Oh, it was a cheery place, all right, this great empire of Russia as I first saw it in the autumn of '54—a great ill-worked wilderness ruled by a small landed aristocracy with their feet on the necks of a huge human-animal population, with Cossack devils keeping order when required. It was a brutal, backward place, for the rulers were ever fearful of the serfs, and held back everything educational or progressive—even the railway was discouraged, in case it should prove to be revolutionary—and with discontent every-where, especially among those serfs who had managed to better themselves a little, and murmurings of revolt, the iron hand of government was pressing ever harder. The "white terror", as they called the secret police, were everywhere; the whole population was on their books, and everyone had to have his "billet", his "ticket to live"—without it you were nobody, you did not exist. Even the nobility feared the police, and it was from a landlord that I heard the Russian saying about being in jail -
"Only there shall we sleep sound, for only there are we safe. "21
The land we travelled through was
a fit place for such people—indeed, you have to see it to understand why they are what they are. I've seen big countries before—the American plains on the old wagon-trails west of St Louis, with the whispering grasses waving away and away to the very edge of the world, or the Saskatchewan prairies in grasshopper time, dun and empty under the biggest sky on earth. But Russia is bigger: there is no sky, only empty space overhead, and no horizon, only a distant haze, and endless miles of sun-scorched rank grass and emptiness. The few miserable hamlets, each with its rickety church, only seemed to emphasize the loneliness of that huge plain, imprisoning by its very emptiness—there are no hills for a man to climb into or to catch his imagination, nowhere to go: no wonder it binds its people to it.

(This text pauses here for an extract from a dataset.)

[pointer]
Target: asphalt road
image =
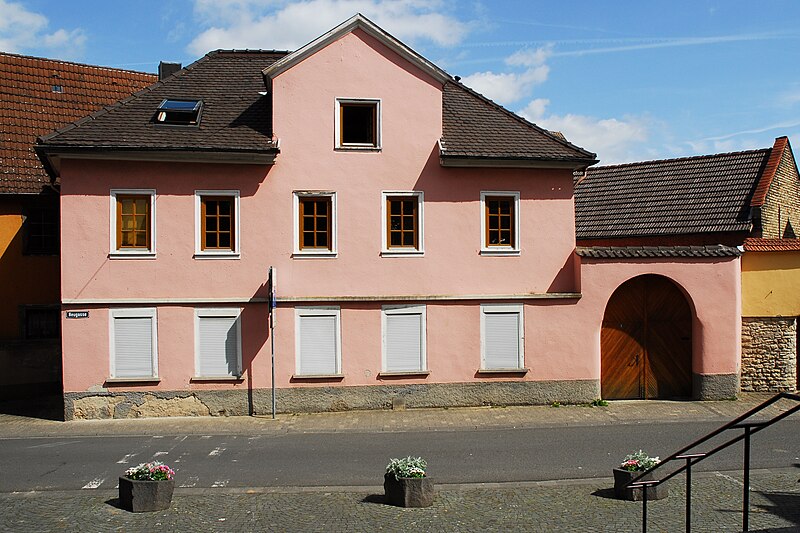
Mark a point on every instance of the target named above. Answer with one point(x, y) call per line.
point(358, 459)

It appalled me, as we rolled along, with nothing to do but strain your eyes for the next village, soaked by the rain or sweating in the sun, or sometimes huddling against the first wintry gusts that swept the steppes—they seemed to have all weathers together, and all bad. For amusement, of course, you could try to determine which stink was more offensive—the garlic chewed by the driver or the grease of his axles—or watch the shuttlecocks of the wind-witch plant being blown to and fro. I've known dreary, depressing journeys, but that was the limit; I'd sooner walk throug Wales.
The truth is, I was beginning to find Russia a frightening place, with its brooding, brutish people and countryside to match; one began to lose the sense of space and time. The only reliefs were provided by our halts at the way-stations—poor, flea-ridden places with atrocious accommodation and worse food. You'd been able to get decent beef in the Crimea for a penny a pound, but here it was stchee and borsch, which are cabbage soups, horse-meat porridge, and sweet flour tarts, which were the only palatable things available. That, and their tea, kept me alive; the tea is good, provided you can get "caravan tea", which is Chinese, and the best. The wine they may put back in the moujiks*(*Peasants.) for me.